I've had bad experiences with the local Cummins dealer, personally, and thru work. The parts guy there is an azz. He's too full of his own importance.

If you don't have a part number, don't even bother going. He'll give you a bunch of crap, when he knows exactly what you are talking about and the part number off the top of his head. But he still tries to make you feel stupid, instead of being helpful. I don't know how the techs are, but these are the guys that did the aforementioned timing case.



I do know that there are excellent Cummins dealers out there. We just don't have one here. ;)
 
Called Cummins dealer, seemed pretty helpful. Knew exactly what I was looking for/wanting with the valve springs. When I asked how much the job specific tool was for pulling the gear in the truck, he spent a good 5 minutes hunting down a price and asking a tech for advice. Unfortunately they would have to order the springs and/or the tool. I know the parts-guy syndrome you are talking about though, I can't blame you for not going to them.

BTW he said I would be looking at about $500 for the tool. Ouch. The cam will be coming out before I spend that kind of coin for a one-time use tool.
 
I would not try to remove and replace the cam gear with the cam in the engine. If the cam goes into the engine a bit too far, it will push out the cup plug at the rear into the bell housing area, making for a big oil leak and a loose part to deal with. If you don't heat the gear a lot, it will not slide into place on the cam nose. If you heat it over 350 deg. F. the webs between the inner hub and outer ring with the teeth will crack. It is work to pull the cam, but necessary. Grind a chamfer on the ends of 1/2" x 12" wooden dowels, cut a slit about 1/2" deep with a hacksaw with the grain of the wood. Drive them into the tops of the lifters by tapping with a hammer, and retain them with wooden clothes pins. make sure they are held snugly so the lifters can't fall out. After you get them up and pull the cam (there is a retainer held with two 13 mm head bolts behind the cam gear), replace the cam with a 30" length of 2" exhaust pipe so if a lifter falls, it can't go anywhere.
 
Pull the plastic in the wiper area, there are 2 plugs in there for removing the pushrods up thru. Other than that, it sucks! Sorry. :eek:
 
You don't need to pull the plastic cover, just the rubbber caps in the cowl. Those holes are included so you have access to pull the head bolts and pushrods up into the wiper arm area and then back down at an angle to remove them.
 
Sorry Joe! I've never worked on a diesel later than a 1st gen. I knew about the plugs, but thought you had to remove a cover to access them. :eek:
 
My experience is limited to the one cam/timing case/KDP repair we did on my '97. I didn't pull the gear, I pulled the cam.

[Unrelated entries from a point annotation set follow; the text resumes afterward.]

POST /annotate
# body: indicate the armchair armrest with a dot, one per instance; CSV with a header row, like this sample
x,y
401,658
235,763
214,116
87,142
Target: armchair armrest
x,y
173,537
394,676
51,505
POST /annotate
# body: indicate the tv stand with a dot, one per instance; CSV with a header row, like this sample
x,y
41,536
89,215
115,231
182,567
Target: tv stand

The advice given so far is spot on based on my one time repair.



The only advice I'd like to add involves handling the cam in and out. I made up a pipe flange and pipe extension to bolt on to the web of the gear, the purpose was to extend the front length of the cam to create a lever to help ease it out and it really helped me ease it in, it gets real heavy and difficult to lift it in on those last couple of races. I put a picture up on 12V with the cam extension.



Good luck.
 
I forgot to mention the extension (thanks, Gary). I made one in 2001 when I started camshaft development. It is a 2. 5 foot length of pipe with a nut welded to one end. a piece of 1/2x13 stud, heavy steel plate shaped to fit behind one of the windows in the cam gear, threaded. Heavy, large washer between the nut and the cam gear. The washer and plate "sandwich" the cam gear and give the length needed for leverage. By the way, there is a cam bearing in the block at #1, but the other journals in the block are bare iron. you want to pull the cam straight so you don't nick anything. also, if you are not at TDC, a connecting rod can get in the way of pulling the cam. Pulling the lift pump out about 1/2 inch is enough; Be careful if you fully remove the lift pump that you don't pull the drive rod out of the pump; it is retained pretty well with an o-ring seal. Usually the lift pump gasket to bracket and bracket to block don't tear and can be reused. I hold the pump out with a piece of wood and the flexing of the fuel lines hold it in place.